Al
fondo del pasillo o galería que partía en dos la planta superior estaba el
retrato. Casi siempre semioculto en la penumbra, debido a la escasa luz que
reinaba en aquel lugar, un espacio sin ventanas de una casa señorial.
Era
un óleo con fondo oscuro de un hombre
como de cuarenta años, de aspecto enérgico y de bigotes soberbios con las guías engominadas
hacia arriba —muy a la moda de la aristocracia de finales del siglo XIX y
principios del XX—, el antiguo propietario de aquella enorme mansión, hoy
heredada y reformada por sus descendientes.
Desde
niño, ese retrato me hipnotizaba, captaba mi atención de tal manera que me
resultaba difícil esquivar esa mirada. Yo subía normalmente al piso de arriba
para llevar a cabo lo que habitualmente suele hacer un mocoso de siete u ocho
años: jugar, esconderme, enredar. Y el hombre del retrato, don César, no me
quitaba ojo. Yo, para disimular, solía hablar con él algunas veces. Y casi
siempre le contaba alguna mentirijilla que diera alguna razón convincente de mi
presencia en aquellos aposentos.
Recorrer
aquella casa tan grande, como el que va de safari o en busca del tesoro,
suponía toda una aventura al alcance de mi mano cada vez que pasaba allí algunos
días de vacaciones con mi madre y mi hermano. La dueña era entonces la viuda
del hombre del retrato, una pariente lejana de mi madre. Habituado como estaba
a vivir en un modesto piso de apenas sesenta metros cuadrados, en un barrio del
extrarradio de Madrid, y caer en aquella mansión señorial de dos plantas, con personal
de servicio, patio, corral con gallinas y granero, con zaguán tras la puerta
principal, cancela de hierro y puerta falsa trasera, llena de rincones y
misterios, era toda una tentación para un crío inquieto y travieso como yo.
Cuando
no quería que nadie me encontrara me subía arriba. Allí había un par de cuartos
casi siempre vacíos, pues eran los de los invitados. También una habitación
secreta, cerrada a cal y canto, que no se abría nunca. ¿Qué misterios
escondería? Y estaba la joya de la casa:
la biblioteca, con el despacho del que fuera un día el amo de aquel lugar: el
hombre del retrato. Aquella enorme habitación —más enorme parecía con esa corta
edad— era todo un museo.
Había cuadros
por las paredes, casi todos copias fidedignas de famosos pintores del barroco
español, cuadros tenebristas que a mí me sobrecogían un poco, había muebles
antiguos de madera oscura, una enorme biblioteca acristalada que llegaba hasta
el techo, con escalera para acceder a las estanterías más altas.

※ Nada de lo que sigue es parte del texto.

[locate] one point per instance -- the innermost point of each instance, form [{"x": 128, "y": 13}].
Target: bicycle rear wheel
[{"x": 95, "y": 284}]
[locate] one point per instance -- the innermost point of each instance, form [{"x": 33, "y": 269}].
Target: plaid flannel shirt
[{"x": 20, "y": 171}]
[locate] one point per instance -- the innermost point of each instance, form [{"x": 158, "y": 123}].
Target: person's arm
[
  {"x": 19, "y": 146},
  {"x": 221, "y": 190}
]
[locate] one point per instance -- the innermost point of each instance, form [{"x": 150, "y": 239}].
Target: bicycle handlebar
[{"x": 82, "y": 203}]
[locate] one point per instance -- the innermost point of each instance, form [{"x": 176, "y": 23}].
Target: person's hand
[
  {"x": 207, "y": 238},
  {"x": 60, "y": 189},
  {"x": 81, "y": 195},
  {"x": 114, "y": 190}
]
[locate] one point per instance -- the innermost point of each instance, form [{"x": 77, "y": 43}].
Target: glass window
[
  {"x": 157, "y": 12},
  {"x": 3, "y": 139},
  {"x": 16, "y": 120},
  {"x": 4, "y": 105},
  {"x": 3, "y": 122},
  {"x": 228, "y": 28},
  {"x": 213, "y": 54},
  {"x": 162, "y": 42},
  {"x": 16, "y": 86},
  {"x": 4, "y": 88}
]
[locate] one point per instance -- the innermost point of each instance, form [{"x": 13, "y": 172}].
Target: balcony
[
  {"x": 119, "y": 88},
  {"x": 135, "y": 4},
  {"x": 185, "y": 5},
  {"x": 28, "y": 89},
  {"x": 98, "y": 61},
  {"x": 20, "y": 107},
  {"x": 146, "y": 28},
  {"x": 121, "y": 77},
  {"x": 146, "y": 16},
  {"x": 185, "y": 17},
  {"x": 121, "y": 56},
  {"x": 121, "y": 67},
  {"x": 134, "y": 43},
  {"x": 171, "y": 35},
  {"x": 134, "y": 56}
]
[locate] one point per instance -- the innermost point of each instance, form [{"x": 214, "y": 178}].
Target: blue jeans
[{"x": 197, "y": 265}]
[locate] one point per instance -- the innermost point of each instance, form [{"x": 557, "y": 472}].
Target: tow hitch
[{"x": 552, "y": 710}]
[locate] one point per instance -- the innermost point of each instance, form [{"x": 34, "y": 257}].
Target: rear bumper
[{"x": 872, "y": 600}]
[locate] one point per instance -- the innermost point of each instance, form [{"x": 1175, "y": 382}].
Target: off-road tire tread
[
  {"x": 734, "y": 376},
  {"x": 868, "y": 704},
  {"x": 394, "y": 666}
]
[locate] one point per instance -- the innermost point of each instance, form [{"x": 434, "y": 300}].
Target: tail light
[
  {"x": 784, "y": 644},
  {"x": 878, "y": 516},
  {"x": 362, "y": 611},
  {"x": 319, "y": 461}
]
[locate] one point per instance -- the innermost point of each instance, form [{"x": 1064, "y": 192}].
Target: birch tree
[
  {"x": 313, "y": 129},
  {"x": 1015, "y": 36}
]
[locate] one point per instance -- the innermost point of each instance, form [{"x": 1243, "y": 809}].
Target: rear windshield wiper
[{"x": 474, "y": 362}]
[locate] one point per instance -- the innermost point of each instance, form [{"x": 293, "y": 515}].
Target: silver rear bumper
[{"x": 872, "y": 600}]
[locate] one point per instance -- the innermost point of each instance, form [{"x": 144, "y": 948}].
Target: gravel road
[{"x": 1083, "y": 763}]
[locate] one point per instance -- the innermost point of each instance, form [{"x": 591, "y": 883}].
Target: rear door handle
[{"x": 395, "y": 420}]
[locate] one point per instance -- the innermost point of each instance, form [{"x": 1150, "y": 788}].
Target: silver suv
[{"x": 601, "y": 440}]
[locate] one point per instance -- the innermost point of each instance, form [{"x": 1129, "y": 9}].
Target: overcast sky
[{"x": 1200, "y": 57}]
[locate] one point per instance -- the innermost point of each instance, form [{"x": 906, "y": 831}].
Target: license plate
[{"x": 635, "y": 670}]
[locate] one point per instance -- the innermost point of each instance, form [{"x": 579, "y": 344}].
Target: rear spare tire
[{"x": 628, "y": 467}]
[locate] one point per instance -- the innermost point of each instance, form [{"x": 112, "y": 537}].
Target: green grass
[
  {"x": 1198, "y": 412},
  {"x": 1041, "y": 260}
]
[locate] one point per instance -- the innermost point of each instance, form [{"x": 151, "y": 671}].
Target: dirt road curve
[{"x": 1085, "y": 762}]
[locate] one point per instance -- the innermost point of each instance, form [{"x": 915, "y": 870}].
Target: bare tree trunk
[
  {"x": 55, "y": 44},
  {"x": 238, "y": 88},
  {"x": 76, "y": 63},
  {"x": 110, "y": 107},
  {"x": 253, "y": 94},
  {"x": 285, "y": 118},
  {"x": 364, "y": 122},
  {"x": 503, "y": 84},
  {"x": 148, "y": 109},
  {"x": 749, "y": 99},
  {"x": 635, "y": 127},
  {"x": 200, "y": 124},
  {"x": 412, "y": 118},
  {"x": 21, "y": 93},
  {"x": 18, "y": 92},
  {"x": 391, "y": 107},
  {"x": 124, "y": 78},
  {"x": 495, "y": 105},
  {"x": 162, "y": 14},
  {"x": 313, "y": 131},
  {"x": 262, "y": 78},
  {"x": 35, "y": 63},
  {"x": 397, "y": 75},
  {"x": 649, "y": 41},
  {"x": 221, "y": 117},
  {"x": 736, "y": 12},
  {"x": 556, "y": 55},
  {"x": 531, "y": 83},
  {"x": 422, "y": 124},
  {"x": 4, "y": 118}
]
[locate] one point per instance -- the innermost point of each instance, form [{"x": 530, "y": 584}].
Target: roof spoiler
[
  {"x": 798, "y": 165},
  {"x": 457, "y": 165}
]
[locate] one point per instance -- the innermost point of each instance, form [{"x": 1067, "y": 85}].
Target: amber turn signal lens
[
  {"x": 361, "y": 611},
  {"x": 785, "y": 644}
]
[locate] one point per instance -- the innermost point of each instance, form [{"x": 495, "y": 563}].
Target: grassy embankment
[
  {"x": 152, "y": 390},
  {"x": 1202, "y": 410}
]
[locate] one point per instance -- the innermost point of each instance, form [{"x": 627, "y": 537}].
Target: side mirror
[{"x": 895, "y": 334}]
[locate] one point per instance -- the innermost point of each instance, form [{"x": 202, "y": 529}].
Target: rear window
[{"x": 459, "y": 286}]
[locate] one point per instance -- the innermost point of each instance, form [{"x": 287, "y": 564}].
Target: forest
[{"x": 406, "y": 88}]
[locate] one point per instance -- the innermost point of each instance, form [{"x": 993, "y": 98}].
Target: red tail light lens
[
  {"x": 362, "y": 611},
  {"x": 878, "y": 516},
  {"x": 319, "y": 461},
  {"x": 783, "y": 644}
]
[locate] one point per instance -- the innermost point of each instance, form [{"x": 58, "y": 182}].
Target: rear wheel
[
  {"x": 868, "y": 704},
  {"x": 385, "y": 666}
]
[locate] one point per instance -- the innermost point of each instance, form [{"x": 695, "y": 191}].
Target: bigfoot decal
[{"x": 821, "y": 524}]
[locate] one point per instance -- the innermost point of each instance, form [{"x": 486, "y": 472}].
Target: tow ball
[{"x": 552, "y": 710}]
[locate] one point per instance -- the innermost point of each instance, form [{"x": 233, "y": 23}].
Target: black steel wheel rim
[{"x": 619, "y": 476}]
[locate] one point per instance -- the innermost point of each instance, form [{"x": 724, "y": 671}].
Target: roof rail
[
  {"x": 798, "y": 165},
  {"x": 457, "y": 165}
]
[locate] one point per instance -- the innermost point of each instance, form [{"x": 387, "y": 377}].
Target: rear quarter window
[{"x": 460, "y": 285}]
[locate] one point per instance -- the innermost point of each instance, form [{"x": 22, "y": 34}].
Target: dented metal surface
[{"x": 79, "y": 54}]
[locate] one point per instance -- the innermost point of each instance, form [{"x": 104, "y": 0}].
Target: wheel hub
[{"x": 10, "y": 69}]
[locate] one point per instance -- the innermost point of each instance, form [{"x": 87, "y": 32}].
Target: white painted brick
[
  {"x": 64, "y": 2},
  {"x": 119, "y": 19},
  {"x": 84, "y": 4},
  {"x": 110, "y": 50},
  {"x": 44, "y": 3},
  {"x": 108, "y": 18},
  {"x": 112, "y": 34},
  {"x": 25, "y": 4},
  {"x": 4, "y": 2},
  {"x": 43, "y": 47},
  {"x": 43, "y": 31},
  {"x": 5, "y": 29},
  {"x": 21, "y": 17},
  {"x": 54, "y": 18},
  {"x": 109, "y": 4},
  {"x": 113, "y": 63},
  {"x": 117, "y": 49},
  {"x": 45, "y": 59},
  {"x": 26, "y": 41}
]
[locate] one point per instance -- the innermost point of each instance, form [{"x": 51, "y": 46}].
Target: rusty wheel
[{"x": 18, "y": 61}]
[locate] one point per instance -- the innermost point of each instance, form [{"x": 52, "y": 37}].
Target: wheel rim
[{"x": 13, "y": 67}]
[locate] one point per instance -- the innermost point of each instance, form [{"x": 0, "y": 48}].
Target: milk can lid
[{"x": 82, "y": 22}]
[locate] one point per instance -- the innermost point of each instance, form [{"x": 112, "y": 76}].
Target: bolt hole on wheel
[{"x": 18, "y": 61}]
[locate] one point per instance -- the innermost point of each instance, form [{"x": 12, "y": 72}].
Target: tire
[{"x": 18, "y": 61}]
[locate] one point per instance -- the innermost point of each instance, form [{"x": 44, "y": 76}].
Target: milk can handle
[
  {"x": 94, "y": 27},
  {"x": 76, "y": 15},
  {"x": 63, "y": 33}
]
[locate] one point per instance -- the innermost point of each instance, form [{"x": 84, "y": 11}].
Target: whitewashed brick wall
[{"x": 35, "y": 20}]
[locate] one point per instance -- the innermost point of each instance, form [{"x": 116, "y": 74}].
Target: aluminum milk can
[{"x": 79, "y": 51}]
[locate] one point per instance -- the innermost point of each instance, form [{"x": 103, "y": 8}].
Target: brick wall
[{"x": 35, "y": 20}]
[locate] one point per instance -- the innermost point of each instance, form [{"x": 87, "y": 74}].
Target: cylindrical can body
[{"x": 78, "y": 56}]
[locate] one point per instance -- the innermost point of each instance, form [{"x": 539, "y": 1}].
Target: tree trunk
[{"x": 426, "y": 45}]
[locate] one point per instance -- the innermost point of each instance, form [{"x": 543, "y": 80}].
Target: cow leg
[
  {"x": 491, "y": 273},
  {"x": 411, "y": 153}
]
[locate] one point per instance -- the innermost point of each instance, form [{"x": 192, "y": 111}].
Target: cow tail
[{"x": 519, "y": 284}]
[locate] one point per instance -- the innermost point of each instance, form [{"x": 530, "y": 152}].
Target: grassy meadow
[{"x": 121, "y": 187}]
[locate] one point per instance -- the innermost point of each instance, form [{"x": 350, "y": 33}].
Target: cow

Y una mesa de
escritorio de madera tallada y barnizada, con cajones de tiradores metálicos (abrir uno
a uno era ya toda una aventura, pues no sabías qué te podías encontrar), que el
tiempo había oscurecido, con su tablero superior y esa especie de forro duro incrustado
en el centro, como de piel curtida, para
apoyar el papel. No faltaba su porta plumas o plumillero, su tintero de tinta
ya seca, su secante con pomo de madera y base curvada, su sillón tapizado tan
mullido… Y silencio, sobre todo mucho
silencio; pues el trasiego diario tenía lugar siempre en la planta de abajo,
donde andaba la cocina, el comedor y las habitaciones principales.
Una
vez que andaba enredando por aquel lugar, y tiré sin querer una maceta que se
quebró contra el suelo con gran estrépito, salí corriendo al pasillo y allí
estaba el retrato del guardián de aquella casa, mirándome serio sin pestañear…
—Don
César. Guárdeme el secreto. No diga que fui yo —le guiñé el ojo al cuadro y
luego desaparecí de allí como alma que lleva el diablo.